Faced with the reality of wars in Afghanistan and Iraq and terrorism spreading around the globe, Obama the president proved more conservative on national security law than Obama the candidate, and has earned enduring criticism.

Determined to get most U.S. troops out of those countries, he turned to a model the administration called “light-footprint warfare,” relying on drones and other airstrikes that put few American soldiers in jeopardy but often led to innocent civilians being killed.

Much of the criticism has focused on Obama’s flexible legal interpretations of the congressional authorization for the use of military force against Al-Qaeda after the 9/11 attacks, as well as earlier war power acts and the constitution itself.

“His most consequential legal legacy [in national security] was extending the 2001 authorization for use of military force to include the Islamic State, which has expanded the war in ways that many people in his defense department think is going to take decades to finish,” says Jack Goldsmith, a Harvard Law professor who worked on these issues in the Bush administration after 9/11. “When we are fighting this war against ISIS in 15 years we will look back on this as his most significant legacy.”

Hillary Clinton, while secretary of state under Obama, pushed for a more aggressive foreign policy than Obama was comfortable with, particularly in Syria.“He has left a whole bunch of precedents for the next president and it looks like the next president will be more hawkishly inclined than Obama to use unilateral war powers,” Goldsmith said.

Jaffer, formerly a top national security advocate for the ACLU, says that Obama ran roughshod over civil liberties in some other areas as well, notably surveillance and freedom of the press.

“Leaks are another problematic aspect of President Obama’s legacy,” Jaffer says. “This administration has prosecuted more people under the Espionage Act than all previous administrations combined. More troubling is that he has collapsed the distinction between individuals who disclose information to foreign intelligence services and individuals who disclose information in the public interest to the press.”

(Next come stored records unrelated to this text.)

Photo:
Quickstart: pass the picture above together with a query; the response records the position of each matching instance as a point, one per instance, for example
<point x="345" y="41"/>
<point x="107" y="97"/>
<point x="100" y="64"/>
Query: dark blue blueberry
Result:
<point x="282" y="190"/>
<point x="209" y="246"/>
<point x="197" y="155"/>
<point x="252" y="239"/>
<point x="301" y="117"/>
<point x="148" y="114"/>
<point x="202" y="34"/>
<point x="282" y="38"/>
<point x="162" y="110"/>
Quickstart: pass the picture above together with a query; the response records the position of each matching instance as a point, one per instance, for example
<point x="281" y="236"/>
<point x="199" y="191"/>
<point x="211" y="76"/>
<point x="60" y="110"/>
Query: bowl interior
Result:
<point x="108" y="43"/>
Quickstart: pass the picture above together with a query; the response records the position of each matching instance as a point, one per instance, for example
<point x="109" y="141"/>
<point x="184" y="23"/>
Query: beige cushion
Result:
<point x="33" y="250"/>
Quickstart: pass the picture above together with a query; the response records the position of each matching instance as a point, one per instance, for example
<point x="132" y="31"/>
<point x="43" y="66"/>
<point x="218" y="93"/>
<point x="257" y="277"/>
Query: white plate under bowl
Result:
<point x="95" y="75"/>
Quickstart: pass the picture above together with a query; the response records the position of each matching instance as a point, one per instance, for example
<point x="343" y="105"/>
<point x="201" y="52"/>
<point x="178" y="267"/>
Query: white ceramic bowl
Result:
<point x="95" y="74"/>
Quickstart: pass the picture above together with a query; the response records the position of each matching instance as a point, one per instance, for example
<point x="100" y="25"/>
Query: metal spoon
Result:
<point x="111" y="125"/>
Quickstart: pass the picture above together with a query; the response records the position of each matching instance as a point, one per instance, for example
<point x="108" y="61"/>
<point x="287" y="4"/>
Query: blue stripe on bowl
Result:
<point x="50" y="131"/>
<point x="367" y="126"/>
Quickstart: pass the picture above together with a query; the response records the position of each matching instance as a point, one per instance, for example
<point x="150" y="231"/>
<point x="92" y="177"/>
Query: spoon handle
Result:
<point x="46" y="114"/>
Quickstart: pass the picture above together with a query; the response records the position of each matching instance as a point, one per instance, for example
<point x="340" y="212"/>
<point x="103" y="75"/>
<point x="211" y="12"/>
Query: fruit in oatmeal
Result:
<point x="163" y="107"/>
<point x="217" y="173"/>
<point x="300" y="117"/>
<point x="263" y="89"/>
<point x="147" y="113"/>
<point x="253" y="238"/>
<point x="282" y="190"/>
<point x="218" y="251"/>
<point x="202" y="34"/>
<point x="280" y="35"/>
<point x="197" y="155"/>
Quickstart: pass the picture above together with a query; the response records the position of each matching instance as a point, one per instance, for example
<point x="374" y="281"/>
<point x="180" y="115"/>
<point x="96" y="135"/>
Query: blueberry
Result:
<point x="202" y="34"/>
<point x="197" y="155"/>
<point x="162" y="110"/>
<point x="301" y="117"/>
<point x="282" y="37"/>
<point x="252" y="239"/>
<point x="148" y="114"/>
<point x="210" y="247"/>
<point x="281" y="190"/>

Obama also earned criticism from the left and some on the right for continuing mass surveillance of telephone calls and emails and other communications. While the public outcry after Eric Snowden released details of the program led Congress to enact some modest restraints, the Obama administration for the most part defended the programs first initiated by his predecessor.

How did a liberal legal activist end up as a hawk on national security legal strategy?

“I started every morning with a threat briefing finding out about all the people who are trying to kill us, and there were a lot,” Cole says. “We in the government have this responsibility to make sure we are keeping the country safe, but we have to balance that by protecting our civil liberties. There will always be criticism on how we maintain that balance.”

Jaffer says one explanation is that there wasn’t a political constituency for reform of national security policy as there was for gay rights or racial justice. But what happened is not just Obama’s legacy, but that of the country as a whole, he argues.

The terrible sense of responsibility that any president feels is part of the explanation, Jaffer says, but “it doesn’t explain why we as a country did what we did.” Neither the courts nor the Congress fulfilled their roles as a watchdog on the executive in this area, he says. And when Obama did try and do “the right thing,” such as prosecuting 9/11 defendants in civilian courts and closing Guantanamo, he got slapped down by Congress, Jaffer says.

“Overall, I think he’s been a great president in many different ways. I feel confident history will see it that way,” Jaffer says. “I just hope that won’t obscure what I think he has done to the international human rights framework and even to the Constitution by creating very broad policies related to targeted killings.”